Purpose
Checkpoints a single job step.
| Note: | Before you consider using the Checkpoint/Restart function refer to the LoadL.README file in /usr/lpp/LoadL/READMES for information on availability and support of this function. |
Syntax
llckpt { -? | -H | -v | [-k | -u] [-r] [-q] <jobstep>}
Flags
Description
The llckpt command should be used to save the state of the job in the event it does not complete. When a job is checkpointed it can later be restarted from the checkpoint file rather than the beginning of the job. To restart a job from a checkpoint file, the original job command file should be used with the value of the restart_from_ckpt keyword set to yes. The name and location of the checkpoint file should be specified by the ckpt_dir and ckpt_file keywords.
Examples
This example checkpoints the job step 1 that is part of job 12 which was scheduled by the machine named iron. Upon successful completion of checkpoint, the job step will return to the RUNNING state.
llckpt iron.12.1
This example checkpoints the job step 3 that is part of job 14 which was scheduled by the machine named bronze. Upon successful completion of checkpoint the job step will be put on user hold:
llckpt -u bronze.14.3
Results
When the -r option is not used, the llckpt command will wait for the checkpoint to complete. Immediately upon executing the command llckpt iron.12.1 the following message is displayed:
llckpt: The llckpt command will wait for the results of the checkpoint on job step iron.12.1 before returning
Once the checkpoint has successfully completed, the following message is displayed:
llckpt: Checkpoint of job step iron.12.1 completed successfully
If there was a problem taking the checkpoint, the second message would have this form:
llckpt: Checkpoint FAILED for job step iron.12.1 with the following error: primary error code = <numeric error number>, secondary error code = <secondary numeric error/extended numeric error>, error msg len = <length of message>, error msg = <text describing the error>
Where: primary error code is defined by /usr/include/sys/errno.h and secondary error code is defined by /usr/include/sys/chkerror.h.

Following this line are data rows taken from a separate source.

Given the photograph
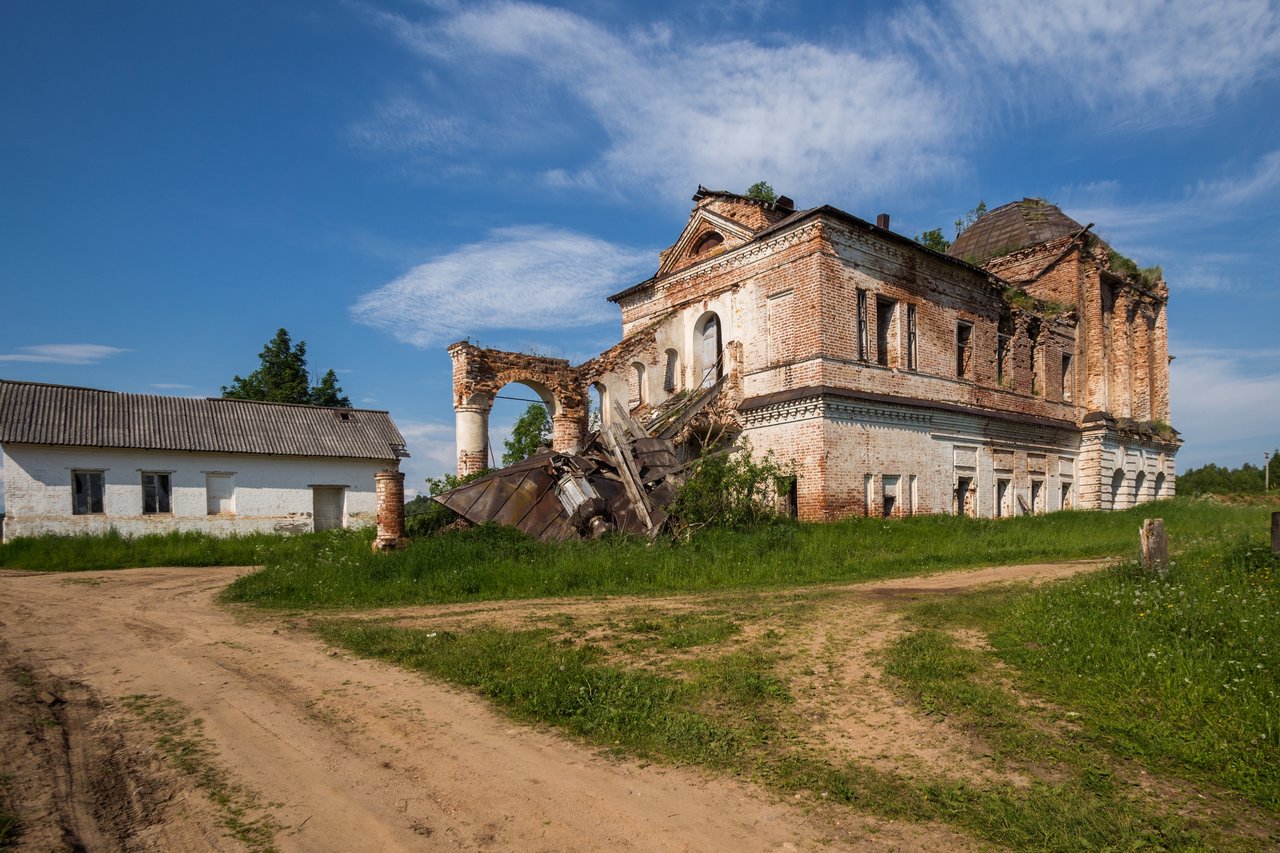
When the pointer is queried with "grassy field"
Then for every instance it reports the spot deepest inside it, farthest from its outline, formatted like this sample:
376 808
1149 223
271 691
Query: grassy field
493 562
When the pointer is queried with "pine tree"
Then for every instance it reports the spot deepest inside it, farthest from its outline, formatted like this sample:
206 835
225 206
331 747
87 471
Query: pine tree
282 377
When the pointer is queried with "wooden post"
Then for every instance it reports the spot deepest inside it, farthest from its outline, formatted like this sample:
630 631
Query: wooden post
1155 546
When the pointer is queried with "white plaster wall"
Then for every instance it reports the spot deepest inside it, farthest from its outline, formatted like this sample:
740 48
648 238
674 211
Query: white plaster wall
272 493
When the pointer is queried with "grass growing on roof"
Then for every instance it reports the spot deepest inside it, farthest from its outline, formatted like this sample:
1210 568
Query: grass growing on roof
339 570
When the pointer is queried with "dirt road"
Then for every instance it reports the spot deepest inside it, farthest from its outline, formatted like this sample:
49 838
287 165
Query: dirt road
352 755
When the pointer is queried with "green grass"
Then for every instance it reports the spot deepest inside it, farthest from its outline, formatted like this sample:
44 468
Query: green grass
732 712
489 562
114 551
181 740
1179 674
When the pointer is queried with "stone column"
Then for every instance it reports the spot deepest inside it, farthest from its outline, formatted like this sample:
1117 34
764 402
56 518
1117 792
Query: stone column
472 434
389 491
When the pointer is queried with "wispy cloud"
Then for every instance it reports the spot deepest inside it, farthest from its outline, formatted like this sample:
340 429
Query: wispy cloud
1137 63
517 278
676 113
63 354
1225 402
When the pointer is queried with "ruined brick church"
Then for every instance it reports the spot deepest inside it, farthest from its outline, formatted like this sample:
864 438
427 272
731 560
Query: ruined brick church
1024 370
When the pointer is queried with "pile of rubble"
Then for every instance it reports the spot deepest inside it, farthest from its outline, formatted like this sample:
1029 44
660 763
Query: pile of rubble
624 479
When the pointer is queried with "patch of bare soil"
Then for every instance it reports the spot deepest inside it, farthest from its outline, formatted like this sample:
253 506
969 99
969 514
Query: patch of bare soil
355 755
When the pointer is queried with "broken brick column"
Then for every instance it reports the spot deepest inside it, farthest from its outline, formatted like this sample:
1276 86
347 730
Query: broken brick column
472 436
568 432
389 492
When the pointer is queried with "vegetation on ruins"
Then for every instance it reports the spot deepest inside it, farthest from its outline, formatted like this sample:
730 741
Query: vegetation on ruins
533 432
760 191
282 377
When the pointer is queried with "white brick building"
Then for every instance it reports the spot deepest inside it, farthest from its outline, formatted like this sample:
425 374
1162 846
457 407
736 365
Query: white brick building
80 460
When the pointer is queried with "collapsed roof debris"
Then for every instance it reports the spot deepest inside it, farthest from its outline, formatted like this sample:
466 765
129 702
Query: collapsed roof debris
625 478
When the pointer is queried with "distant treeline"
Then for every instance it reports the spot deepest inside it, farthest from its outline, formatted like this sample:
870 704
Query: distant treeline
1215 479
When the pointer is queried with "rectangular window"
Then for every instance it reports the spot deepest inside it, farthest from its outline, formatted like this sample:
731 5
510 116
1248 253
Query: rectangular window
220 492
155 493
86 492
862 325
910 338
886 310
888 496
964 350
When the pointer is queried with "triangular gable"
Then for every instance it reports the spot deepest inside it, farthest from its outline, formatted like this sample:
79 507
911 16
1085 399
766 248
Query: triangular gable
689 249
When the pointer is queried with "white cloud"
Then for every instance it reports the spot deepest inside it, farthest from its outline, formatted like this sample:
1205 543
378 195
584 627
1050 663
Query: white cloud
677 113
517 278
1226 404
1139 63
63 354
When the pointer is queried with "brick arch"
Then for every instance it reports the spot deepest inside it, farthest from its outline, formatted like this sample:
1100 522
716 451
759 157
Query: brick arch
478 377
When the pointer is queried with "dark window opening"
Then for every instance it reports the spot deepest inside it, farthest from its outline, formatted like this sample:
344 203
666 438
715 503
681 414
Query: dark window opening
86 492
964 349
156 493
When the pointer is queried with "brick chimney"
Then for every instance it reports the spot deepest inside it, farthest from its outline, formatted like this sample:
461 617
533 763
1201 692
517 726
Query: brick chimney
389 492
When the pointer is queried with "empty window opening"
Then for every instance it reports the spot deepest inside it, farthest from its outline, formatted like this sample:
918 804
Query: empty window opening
1116 486
328 506
86 492
1004 337
886 311
862 325
1004 505
671 375
220 493
912 363
711 351
964 350
961 503
888 497
639 393
156 493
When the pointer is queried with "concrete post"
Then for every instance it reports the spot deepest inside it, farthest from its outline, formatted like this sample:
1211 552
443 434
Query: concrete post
389 491
1155 546
472 436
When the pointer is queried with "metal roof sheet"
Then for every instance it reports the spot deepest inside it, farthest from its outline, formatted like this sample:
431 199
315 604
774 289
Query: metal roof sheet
40 414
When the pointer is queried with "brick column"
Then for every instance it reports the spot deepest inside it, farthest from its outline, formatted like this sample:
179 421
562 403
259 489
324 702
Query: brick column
389 491
472 436
568 433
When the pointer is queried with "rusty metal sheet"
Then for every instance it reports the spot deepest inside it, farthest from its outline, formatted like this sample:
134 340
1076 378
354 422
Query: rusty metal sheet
522 500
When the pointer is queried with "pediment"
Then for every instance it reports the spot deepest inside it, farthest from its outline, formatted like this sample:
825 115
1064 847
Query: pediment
707 235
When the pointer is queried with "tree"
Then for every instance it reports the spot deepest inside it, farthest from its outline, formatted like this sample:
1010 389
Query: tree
282 377
972 217
530 433
933 240
762 191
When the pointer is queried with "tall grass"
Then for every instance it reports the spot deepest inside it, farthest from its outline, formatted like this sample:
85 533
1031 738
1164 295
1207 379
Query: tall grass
114 551
494 562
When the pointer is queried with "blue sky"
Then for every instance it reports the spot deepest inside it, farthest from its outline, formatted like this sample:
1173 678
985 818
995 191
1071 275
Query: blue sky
181 179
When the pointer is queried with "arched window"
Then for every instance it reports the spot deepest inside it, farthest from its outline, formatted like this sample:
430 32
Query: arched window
1116 484
671 377
709 352
707 242
639 393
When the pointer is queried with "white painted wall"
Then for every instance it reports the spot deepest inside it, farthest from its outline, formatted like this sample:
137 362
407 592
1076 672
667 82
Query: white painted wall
273 493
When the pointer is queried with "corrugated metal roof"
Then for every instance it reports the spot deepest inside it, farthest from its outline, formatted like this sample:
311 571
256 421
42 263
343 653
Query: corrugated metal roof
39 414
1011 227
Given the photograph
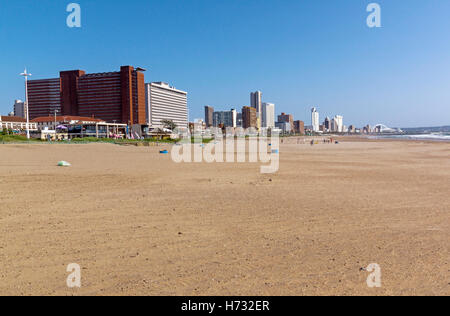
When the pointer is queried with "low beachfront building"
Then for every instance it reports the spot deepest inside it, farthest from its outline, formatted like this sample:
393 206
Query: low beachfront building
78 126
16 124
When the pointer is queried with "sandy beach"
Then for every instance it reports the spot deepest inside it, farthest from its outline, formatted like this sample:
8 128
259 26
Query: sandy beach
139 224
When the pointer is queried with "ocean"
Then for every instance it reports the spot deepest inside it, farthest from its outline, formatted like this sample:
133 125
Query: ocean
431 136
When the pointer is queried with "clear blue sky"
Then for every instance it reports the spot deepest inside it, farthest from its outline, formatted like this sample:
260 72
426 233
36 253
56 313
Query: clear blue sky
300 53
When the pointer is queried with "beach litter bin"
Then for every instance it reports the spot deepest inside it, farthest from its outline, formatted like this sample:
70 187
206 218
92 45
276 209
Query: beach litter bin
63 164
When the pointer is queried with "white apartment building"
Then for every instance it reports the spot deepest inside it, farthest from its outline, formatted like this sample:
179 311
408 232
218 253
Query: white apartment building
164 102
339 123
315 120
227 118
268 115
256 102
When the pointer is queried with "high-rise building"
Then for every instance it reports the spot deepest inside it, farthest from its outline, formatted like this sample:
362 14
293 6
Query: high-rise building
209 116
44 97
268 115
299 127
256 103
112 96
327 124
20 109
225 118
339 123
239 119
285 127
249 117
315 120
165 103
286 118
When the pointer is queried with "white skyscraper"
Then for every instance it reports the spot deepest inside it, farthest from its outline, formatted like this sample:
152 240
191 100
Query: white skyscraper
256 102
268 115
166 103
315 120
339 123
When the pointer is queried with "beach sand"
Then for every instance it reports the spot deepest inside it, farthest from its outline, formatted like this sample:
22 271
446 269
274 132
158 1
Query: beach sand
139 224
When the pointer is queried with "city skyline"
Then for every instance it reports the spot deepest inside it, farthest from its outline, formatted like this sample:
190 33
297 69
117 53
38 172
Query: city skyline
395 75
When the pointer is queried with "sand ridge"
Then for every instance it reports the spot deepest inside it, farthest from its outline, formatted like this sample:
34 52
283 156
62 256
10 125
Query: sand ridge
137 223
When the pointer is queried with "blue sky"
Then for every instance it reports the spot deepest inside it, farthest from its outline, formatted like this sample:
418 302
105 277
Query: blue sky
300 53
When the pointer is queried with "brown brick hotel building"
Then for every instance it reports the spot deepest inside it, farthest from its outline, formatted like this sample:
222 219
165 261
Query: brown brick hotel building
112 96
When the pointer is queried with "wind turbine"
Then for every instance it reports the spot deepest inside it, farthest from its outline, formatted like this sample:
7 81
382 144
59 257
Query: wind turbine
26 75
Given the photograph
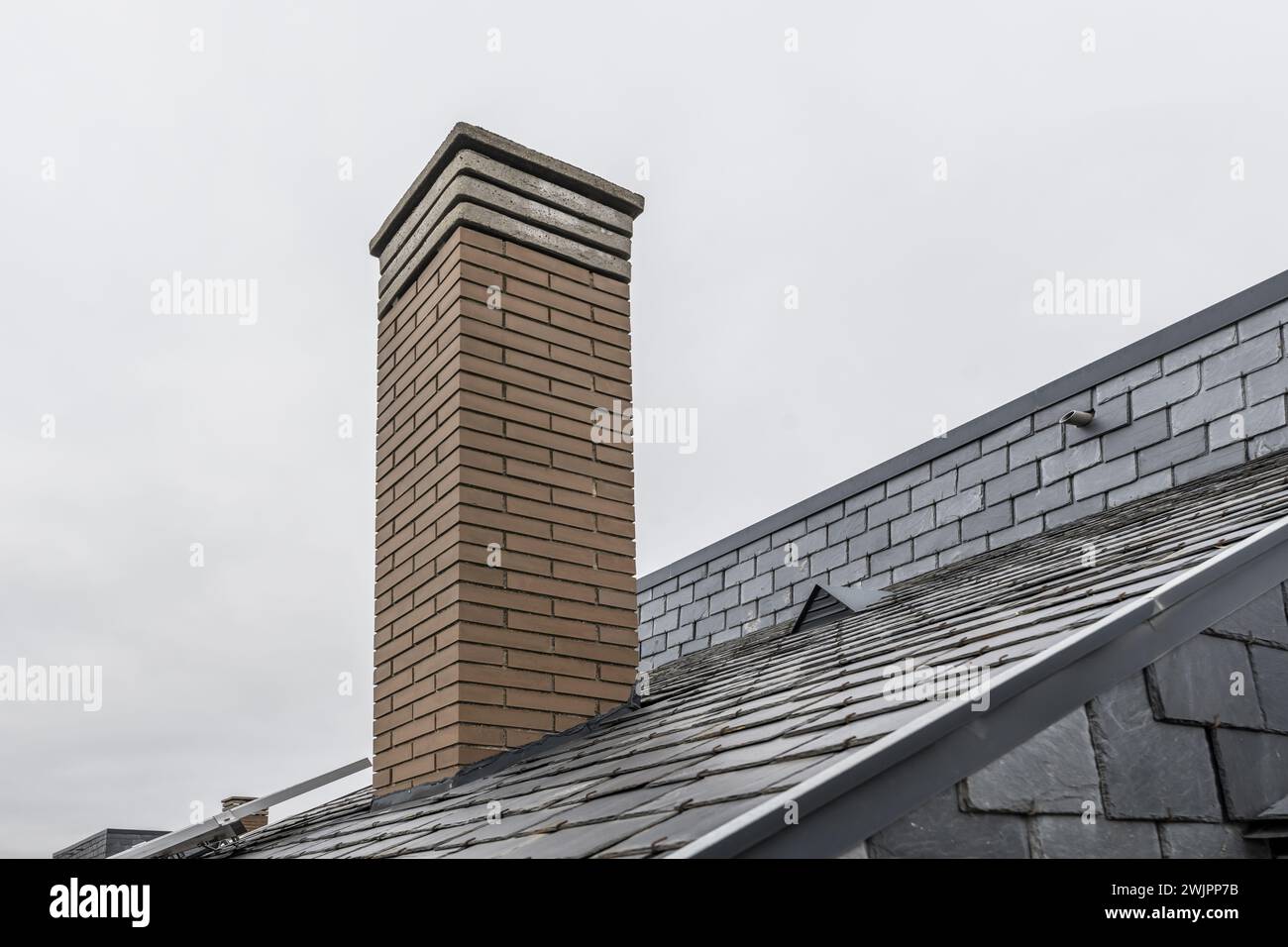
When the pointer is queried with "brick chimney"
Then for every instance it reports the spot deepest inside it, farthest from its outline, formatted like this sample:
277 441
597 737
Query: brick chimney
250 822
505 556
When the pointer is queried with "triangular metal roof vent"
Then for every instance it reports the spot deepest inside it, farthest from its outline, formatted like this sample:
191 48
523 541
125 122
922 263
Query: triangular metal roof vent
831 602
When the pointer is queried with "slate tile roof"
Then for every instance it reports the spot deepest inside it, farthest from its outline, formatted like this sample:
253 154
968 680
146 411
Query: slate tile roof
726 727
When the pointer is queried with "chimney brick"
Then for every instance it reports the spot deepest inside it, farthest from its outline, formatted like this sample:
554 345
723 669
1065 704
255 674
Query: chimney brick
505 556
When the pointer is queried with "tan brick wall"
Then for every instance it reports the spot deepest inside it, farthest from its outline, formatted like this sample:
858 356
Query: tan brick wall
484 437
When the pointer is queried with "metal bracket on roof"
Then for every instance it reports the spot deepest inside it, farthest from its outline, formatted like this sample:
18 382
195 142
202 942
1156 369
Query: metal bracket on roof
831 602
227 823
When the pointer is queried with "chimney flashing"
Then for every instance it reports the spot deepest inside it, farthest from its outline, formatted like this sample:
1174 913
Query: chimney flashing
493 146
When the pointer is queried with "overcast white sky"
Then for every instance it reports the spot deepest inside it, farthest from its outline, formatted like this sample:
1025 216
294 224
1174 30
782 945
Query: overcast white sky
768 169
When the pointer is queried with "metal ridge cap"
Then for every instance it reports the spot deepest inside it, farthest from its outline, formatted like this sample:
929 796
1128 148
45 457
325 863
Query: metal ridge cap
851 771
490 145
1218 316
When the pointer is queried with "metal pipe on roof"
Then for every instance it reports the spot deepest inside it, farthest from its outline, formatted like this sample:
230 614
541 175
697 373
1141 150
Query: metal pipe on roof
863 792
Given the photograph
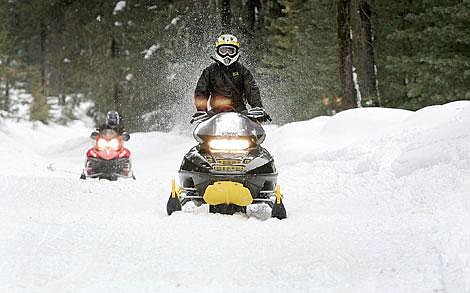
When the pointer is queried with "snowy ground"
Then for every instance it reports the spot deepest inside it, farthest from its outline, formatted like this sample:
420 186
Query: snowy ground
378 200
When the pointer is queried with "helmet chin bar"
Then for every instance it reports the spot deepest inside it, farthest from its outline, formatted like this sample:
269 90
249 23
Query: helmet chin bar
227 60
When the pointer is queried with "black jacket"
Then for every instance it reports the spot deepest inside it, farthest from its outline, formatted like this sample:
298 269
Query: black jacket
234 83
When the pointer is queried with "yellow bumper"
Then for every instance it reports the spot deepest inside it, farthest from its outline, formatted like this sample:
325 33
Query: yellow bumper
227 192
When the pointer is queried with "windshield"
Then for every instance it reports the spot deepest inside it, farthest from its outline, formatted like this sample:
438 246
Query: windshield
229 124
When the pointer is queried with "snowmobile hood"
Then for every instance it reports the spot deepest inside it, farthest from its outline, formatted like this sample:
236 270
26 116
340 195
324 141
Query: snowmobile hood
229 124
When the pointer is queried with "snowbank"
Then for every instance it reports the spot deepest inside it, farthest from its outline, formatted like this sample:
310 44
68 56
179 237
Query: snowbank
378 200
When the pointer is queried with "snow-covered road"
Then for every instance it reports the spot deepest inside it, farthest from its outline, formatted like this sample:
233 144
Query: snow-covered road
378 200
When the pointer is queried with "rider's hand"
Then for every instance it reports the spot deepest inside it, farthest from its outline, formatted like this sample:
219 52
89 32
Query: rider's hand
198 116
259 114
94 134
125 136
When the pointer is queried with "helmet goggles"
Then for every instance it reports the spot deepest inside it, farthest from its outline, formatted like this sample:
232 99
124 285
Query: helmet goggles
227 50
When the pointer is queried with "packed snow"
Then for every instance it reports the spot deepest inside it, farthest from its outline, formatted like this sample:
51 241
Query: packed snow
378 200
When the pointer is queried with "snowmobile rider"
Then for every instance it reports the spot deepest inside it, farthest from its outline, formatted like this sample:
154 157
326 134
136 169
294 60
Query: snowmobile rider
228 84
114 122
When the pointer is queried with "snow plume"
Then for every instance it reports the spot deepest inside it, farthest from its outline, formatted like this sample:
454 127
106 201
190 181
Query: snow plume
119 7
173 22
149 52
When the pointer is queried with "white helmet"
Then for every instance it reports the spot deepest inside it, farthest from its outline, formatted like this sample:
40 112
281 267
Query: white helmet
227 47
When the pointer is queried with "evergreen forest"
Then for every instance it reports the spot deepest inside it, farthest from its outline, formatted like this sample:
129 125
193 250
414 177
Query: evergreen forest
309 58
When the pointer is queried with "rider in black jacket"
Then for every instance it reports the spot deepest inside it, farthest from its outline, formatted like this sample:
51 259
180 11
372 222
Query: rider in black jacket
228 84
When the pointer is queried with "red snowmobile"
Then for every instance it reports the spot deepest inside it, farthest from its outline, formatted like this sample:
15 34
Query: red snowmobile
108 159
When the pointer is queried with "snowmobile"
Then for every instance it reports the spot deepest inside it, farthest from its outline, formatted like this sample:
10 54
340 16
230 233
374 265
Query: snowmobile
228 169
108 159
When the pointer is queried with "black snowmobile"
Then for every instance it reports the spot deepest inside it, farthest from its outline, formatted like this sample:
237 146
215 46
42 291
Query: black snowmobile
228 169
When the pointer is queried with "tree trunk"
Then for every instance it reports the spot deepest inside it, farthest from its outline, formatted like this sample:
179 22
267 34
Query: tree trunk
254 8
343 18
117 90
226 16
43 44
371 90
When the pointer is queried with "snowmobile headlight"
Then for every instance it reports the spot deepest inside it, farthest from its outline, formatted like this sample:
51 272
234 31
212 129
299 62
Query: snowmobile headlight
101 144
229 144
105 144
114 144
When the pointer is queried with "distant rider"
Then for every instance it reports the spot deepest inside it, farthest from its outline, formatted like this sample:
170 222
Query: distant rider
228 84
114 122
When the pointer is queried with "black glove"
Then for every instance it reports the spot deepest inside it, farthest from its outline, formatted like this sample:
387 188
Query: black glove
125 136
199 115
259 114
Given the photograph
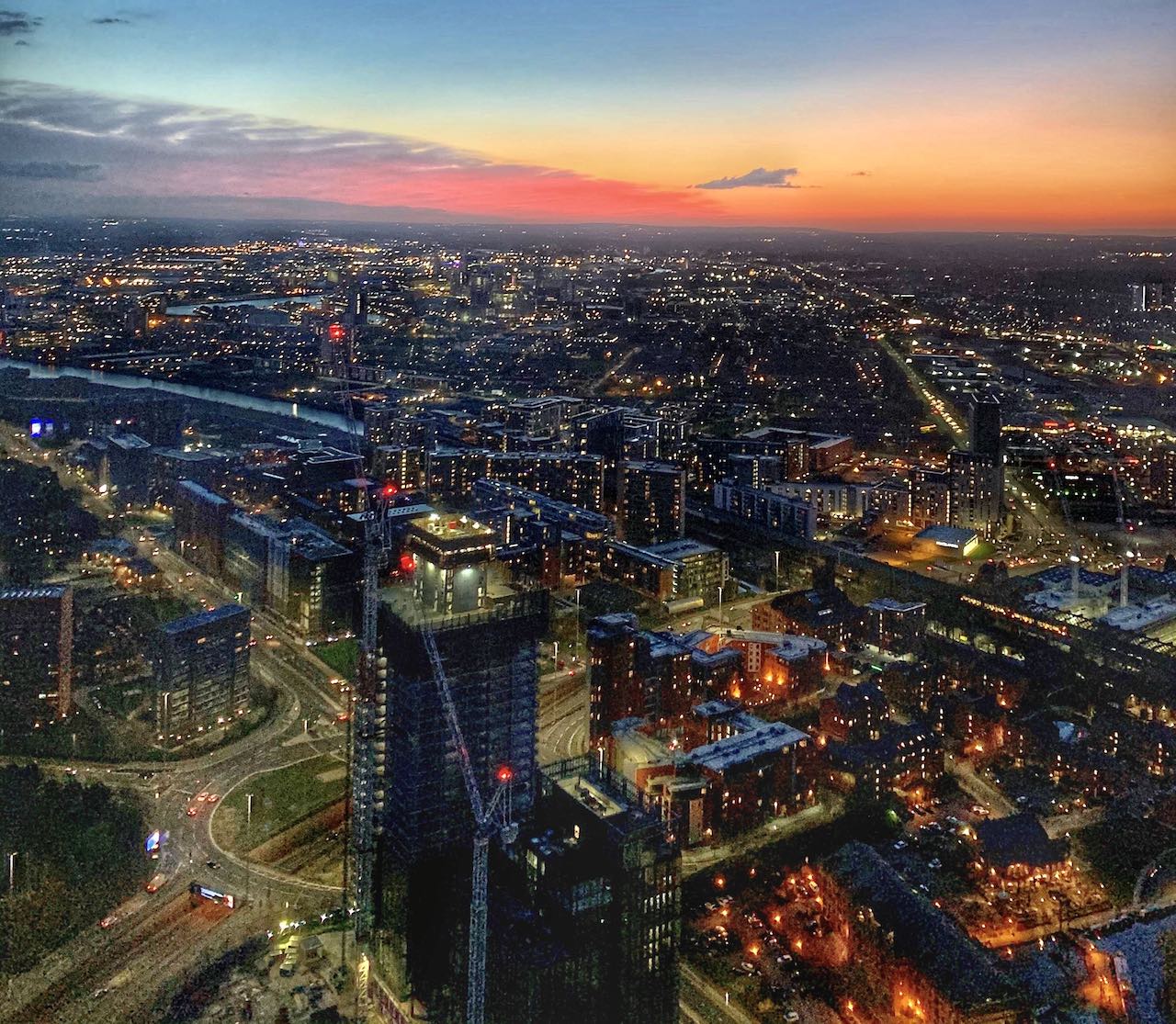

The -r option is used to return without waiting for the result of a checkpoint. The following output is displayed for the command llckpt -r bronze.14.3:
llckpt: The llckpt command will not wait for the checkpoint of job step bronze.14.3 to complete before returning.
Due to delays in communication between LoadLeveler daemons, status information may not be returned at the same time that checkpoint termination is received. This indicates that the checkpoint has completed but the success or failure status is not known. When this happens, the following message is displayed:
llckpt: Checkpoint of job step iron.12.1 completed. No status information is available.